Interesting research: “ Humans expect rationality and cooperation from LLM opponents in strategic games .” Abstract: As Large Language Models (LLMs) integrate into our social and economic interactions, we need to deepen our understanding of how humans respond to LLMs opponents in strategic settings. We present the results of the first controlled monetarily-incentivised laboratory experiment looking at differences in human behaviour in a multi-player p-beauty contest against other humans and LLMs. We use a within-subject design in order to compare behaviour at the individual level. We show that, in this environment, human subjects choose significantly lower numbers when playing against LLMs than humans, which is mainly driven by the increased prevalence of ‘zero’ Nash-equilibrium choices. This shift is mainly driven by subjects with high strategic reasoning ability. Subjects who play the zero Nash-equilibrium choice motivate their strategy by appealing to perceived LLM’s reasoning ability and, unexpectedly, propensity towards cooperation. Our findings provide foundational insights into the multi-player human-LLM interaction in simultaneous choice games, uncover heterogeneities in both subjects’ behaviour and beliefs about LLM’s play when playing against them, and suggest important implications for mechanism design in mixed human-LLM systems...
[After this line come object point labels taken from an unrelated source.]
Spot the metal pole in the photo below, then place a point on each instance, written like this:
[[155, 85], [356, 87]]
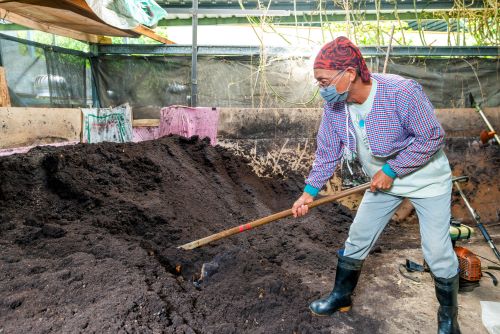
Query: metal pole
[[388, 50], [194, 56], [476, 218], [488, 124]]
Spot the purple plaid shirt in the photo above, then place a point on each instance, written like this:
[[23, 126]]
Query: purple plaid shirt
[[401, 126]]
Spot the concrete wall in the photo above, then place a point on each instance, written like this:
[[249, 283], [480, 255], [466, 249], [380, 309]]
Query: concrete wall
[[280, 141]]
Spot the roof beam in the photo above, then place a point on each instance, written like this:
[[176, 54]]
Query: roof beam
[[304, 19], [18, 19], [329, 6], [370, 51]]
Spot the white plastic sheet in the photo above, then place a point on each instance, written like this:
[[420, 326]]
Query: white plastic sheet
[[491, 316]]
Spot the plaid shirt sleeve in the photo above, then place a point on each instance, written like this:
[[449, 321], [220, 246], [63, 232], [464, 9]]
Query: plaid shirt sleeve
[[328, 152], [421, 123]]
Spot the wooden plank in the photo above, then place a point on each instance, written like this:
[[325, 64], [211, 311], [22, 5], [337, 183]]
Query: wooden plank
[[145, 122], [151, 34], [24, 21], [34, 126], [4, 90]]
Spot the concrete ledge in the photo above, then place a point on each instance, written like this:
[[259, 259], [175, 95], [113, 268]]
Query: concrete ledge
[[268, 123], [35, 126]]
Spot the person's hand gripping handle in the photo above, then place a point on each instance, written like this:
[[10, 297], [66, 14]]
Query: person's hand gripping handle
[[300, 207]]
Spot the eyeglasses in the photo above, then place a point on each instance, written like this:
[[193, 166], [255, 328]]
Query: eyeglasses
[[322, 84]]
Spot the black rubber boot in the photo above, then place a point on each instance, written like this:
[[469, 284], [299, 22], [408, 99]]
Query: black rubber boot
[[346, 279], [446, 293]]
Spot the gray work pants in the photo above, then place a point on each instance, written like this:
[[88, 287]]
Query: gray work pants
[[434, 213]]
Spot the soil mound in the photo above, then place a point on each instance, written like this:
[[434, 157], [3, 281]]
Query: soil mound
[[88, 238]]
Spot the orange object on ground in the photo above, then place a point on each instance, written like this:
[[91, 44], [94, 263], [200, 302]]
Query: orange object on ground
[[469, 264]]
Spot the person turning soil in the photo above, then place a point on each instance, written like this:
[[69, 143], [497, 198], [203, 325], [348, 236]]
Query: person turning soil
[[387, 124]]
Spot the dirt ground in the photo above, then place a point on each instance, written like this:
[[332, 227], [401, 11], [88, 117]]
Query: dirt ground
[[88, 238]]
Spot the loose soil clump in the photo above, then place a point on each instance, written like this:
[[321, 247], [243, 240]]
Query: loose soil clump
[[88, 237]]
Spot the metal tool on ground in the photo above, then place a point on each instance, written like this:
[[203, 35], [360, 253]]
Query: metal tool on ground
[[271, 218], [474, 215], [484, 134]]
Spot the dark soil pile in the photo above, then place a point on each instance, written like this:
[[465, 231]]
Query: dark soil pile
[[88, 238]]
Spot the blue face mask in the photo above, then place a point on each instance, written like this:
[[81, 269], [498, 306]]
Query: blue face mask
[[331, 95]]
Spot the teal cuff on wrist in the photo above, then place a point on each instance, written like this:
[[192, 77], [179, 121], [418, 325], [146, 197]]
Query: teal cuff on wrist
[[311, 190], [389, 172]]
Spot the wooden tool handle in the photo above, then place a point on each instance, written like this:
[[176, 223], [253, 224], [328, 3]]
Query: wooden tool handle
[[271, 218]]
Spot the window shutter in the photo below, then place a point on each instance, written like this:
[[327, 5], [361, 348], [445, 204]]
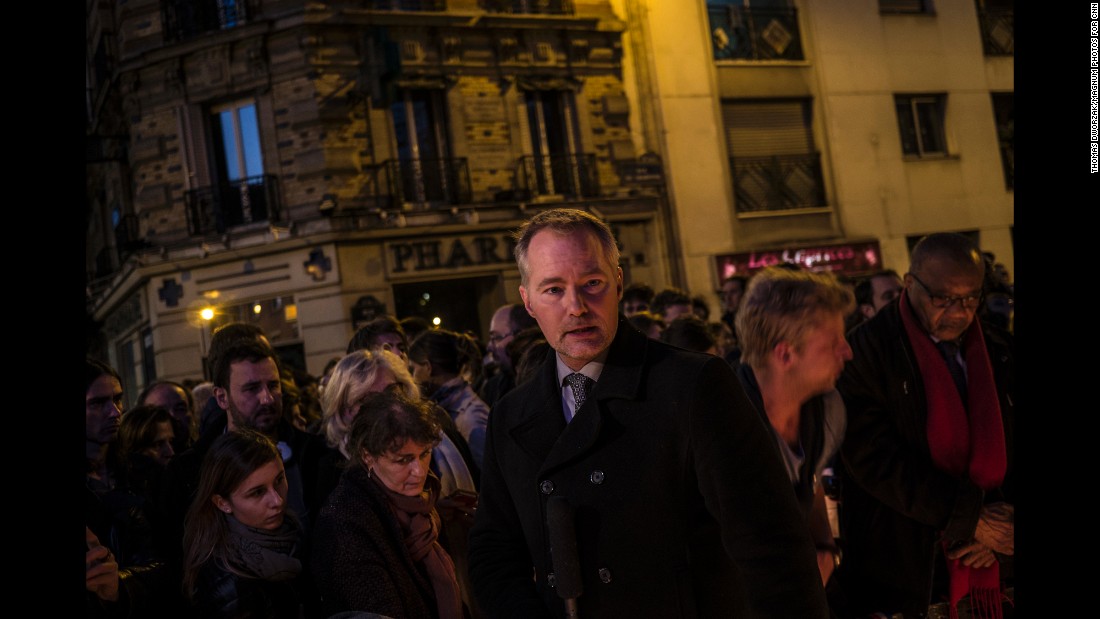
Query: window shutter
[[771, 128]]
Human-AI Trust: New Study Reveals Strategic Play Against LLMs
A groundbreaking new study reveals that humans adopt more Nash-equilibrium strategies, including increased 'zero' choices, when playing strategic games against Large Language Models (LLMs) compared to other humans. This significant behavioral shift is driven by a surprising belief in LLM rationality and unexpected cooperation, challenging previous assumptions about human-AI interaction in competitive scenarios. The change is predominantly led by individuals possessing high strategic reasoning ability.
- Humans adopt more Nash-equilibrium strategies when playing against LLMs than other humans.
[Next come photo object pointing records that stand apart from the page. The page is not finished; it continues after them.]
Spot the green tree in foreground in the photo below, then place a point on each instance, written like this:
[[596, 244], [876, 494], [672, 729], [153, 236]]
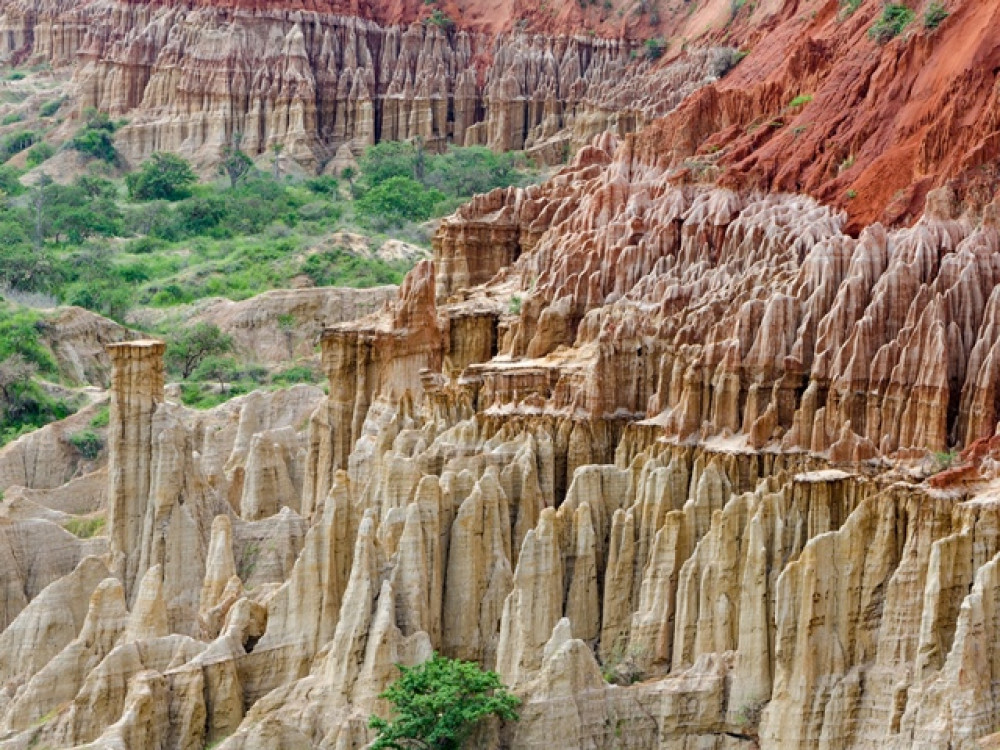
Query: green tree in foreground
[[161, 177], [194, 344], [438, 704]]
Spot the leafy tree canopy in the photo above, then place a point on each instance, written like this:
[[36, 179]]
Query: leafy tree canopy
[[192, 345], [161, 177], [438, 704]]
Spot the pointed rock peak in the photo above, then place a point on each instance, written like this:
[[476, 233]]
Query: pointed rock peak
[[106, 616], [148, 618], [562, 633]]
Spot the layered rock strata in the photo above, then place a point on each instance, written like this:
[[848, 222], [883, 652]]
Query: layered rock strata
[[314, 82]]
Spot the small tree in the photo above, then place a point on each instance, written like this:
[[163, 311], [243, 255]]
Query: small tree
[[194, 344], [438, 704], [397, 200], [95, 137], [235, 163], [222, 370], [161, 177], [276, 149]]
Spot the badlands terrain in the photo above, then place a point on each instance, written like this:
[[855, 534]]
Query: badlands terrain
[[695, 441]]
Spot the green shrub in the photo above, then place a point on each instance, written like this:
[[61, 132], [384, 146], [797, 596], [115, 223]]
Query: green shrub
[[397, 200], [21, 334], [895, 17], [187, 349], [439, 18], [439, 703], [463, 172], [87, 443], [386, 160], [338, 267], [654, 48], [9, 182], [40, 153], [95, 137], [295, 374], [323, 185], [108, 297], [14, 143], [95, 143], [934, 15], [24, 405], [102, 418], [161, 177]]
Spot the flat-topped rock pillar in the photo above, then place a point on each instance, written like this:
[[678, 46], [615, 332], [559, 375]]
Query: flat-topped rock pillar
[[136, 391]]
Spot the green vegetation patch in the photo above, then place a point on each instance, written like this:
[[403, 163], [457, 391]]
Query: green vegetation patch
[[439, 703], [895, 17]]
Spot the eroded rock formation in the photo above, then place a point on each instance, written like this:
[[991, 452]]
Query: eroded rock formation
[[702, 442], [315, 81]]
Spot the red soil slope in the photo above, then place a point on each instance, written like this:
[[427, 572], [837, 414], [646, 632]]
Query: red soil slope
[[885, 124]]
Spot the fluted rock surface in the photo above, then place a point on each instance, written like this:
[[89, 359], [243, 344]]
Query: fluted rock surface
[[313, 81], [626, 427]]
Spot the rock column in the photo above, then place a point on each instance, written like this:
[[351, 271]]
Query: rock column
[[136, 391]]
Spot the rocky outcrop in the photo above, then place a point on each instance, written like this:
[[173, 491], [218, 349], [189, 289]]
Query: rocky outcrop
[[627, 427], [314, 81], [281, 325]]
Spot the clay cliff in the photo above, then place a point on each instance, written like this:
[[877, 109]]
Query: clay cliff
[[690, 455], [323, 82]]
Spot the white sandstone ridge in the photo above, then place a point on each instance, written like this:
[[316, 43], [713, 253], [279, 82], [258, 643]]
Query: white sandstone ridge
[[259, 579]]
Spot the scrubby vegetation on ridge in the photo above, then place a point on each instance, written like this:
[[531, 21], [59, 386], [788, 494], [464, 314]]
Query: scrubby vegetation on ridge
[[113, 241], [158, 237]]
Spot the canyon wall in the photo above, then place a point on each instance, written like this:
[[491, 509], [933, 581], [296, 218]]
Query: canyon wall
[[691, 458]]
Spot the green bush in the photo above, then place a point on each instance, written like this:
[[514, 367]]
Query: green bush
[[323, 185], [9, 182], [463, 172], [655, 48], [386, 160], [398, 200], [102, 418], [187, 349], [439, 703], [161, 177], [40, 153], [14, 143], [24, 405], [934, 15], [895, 17], [95, 137], [85, 528], [21, 334], [87, 443], [295, 374], [338, 267]]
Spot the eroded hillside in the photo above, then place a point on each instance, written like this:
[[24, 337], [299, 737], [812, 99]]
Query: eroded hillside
[[687, 453]]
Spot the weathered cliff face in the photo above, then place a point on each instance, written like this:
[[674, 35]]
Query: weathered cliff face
[[720, 315], [275, 575], [627, 426], [314, 81]]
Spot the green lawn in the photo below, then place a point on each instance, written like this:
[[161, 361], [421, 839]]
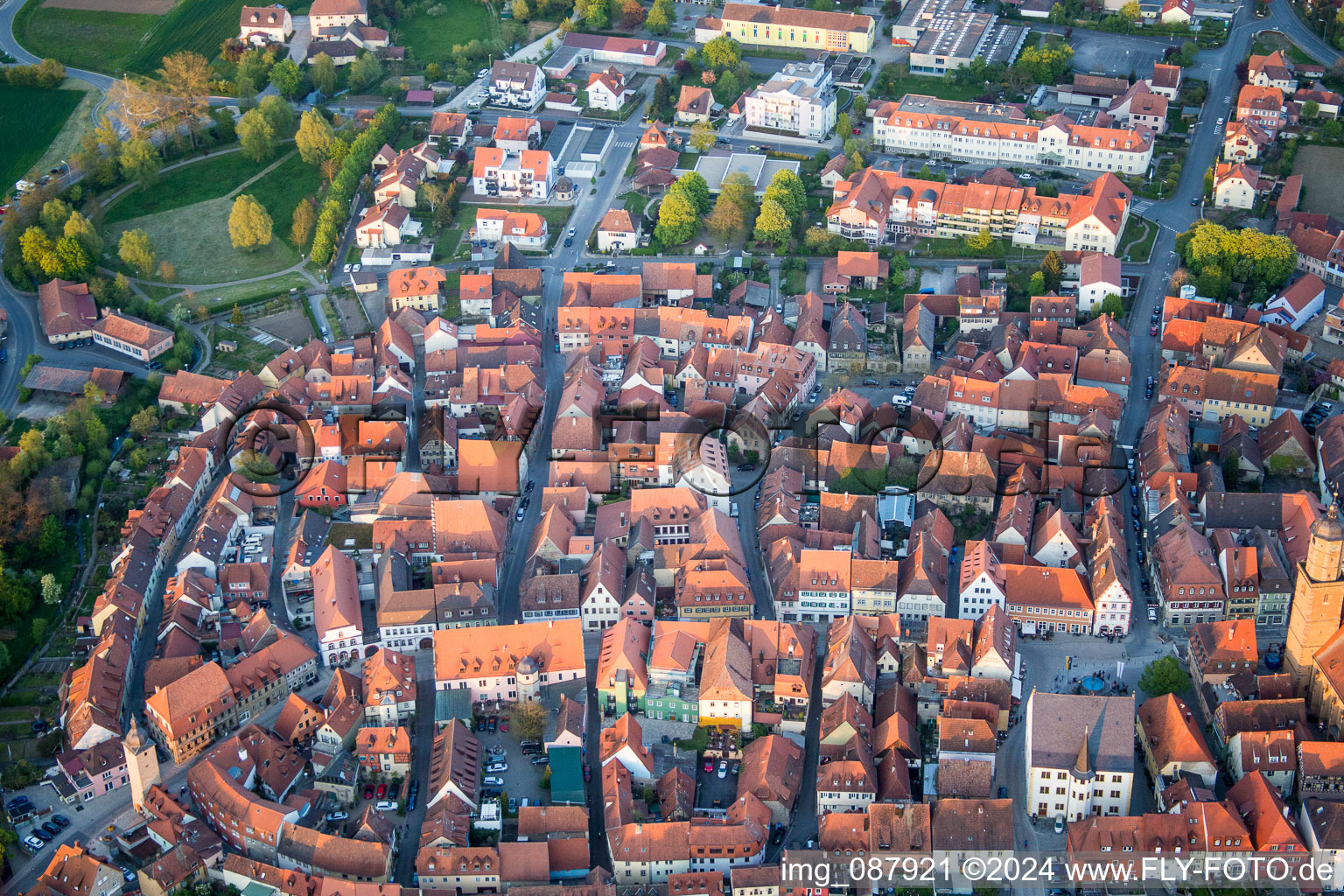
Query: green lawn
[[284, 188], [195, 240], [431, 38], [43, 115], [186, 186], [84, 38]]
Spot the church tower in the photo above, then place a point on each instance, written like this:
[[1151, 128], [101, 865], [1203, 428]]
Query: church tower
[[1318, 598], [142, 765]]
- This strategic shift is driven by beliefs in LLM rationality and unexpected cooperation.
- Individuals with high strategic reasoning ability primarily drive the change in human-LLM play.
Why this matters: Understanding human expectations of AI's strategic behavior is crucial for designing secure, effective human-AI systems in defense, intelligence, and cybersecurity operations, preventing miscalculation or exploitation.
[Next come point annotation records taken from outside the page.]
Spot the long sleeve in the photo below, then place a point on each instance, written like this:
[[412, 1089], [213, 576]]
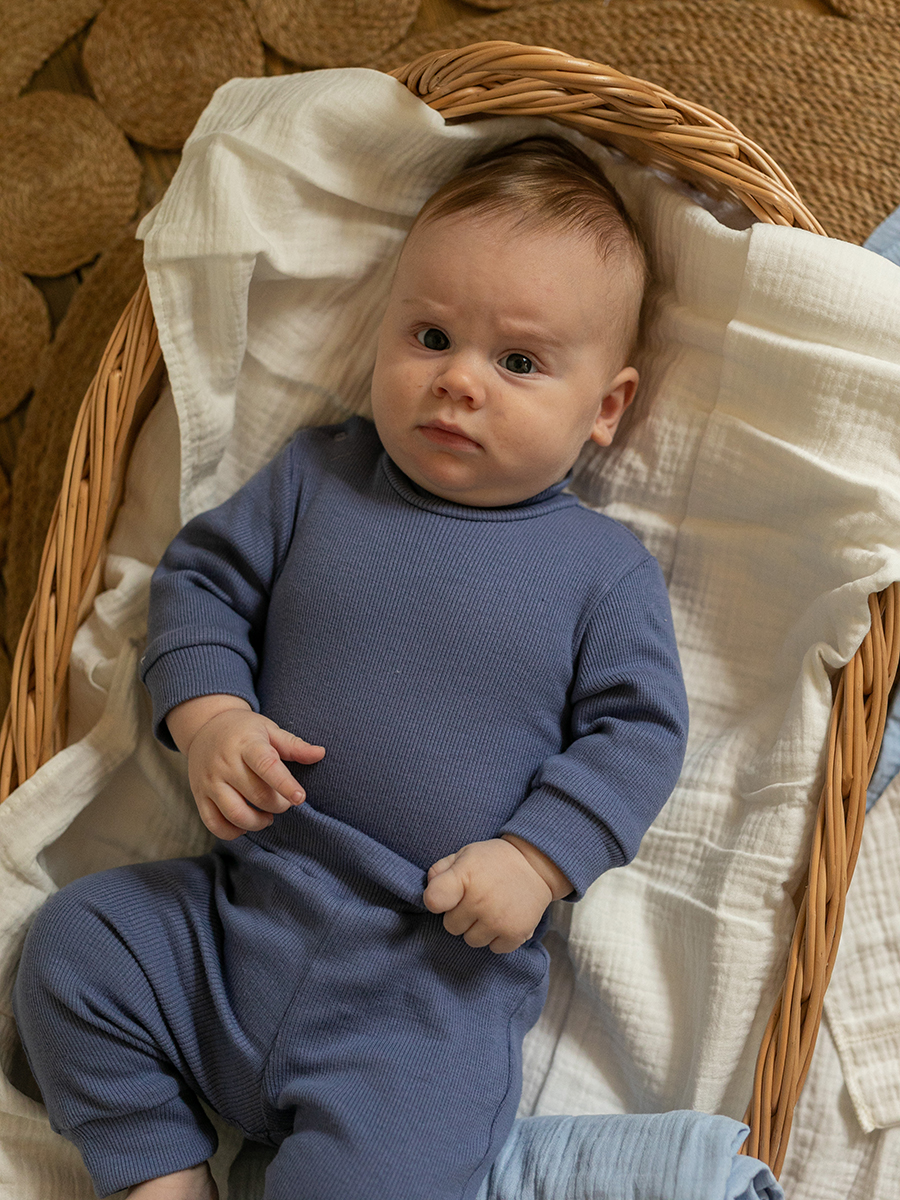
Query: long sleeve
[[591, 805], [209, 595]]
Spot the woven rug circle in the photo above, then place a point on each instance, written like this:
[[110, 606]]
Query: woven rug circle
[[24, 333], [155, 64], [70, 181], [333, 33], [33, 31], [496, 5]]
For defense and cybersecurity, this research underscores a critical need to understand how human operators and adversaries will strategically interact with AI systems. The finding that highly strategic individuals anticipate LLM rationality could lead to more predictable, yet potentially exploitable, human-AI cooperative dynamics in command-and-control or cyber warfare scenarios. Consequently, developing robust AI systems must include anticipating and countering these sophisticated human strategies, especially when integrated into decision-making frameworks or used by opposing forces.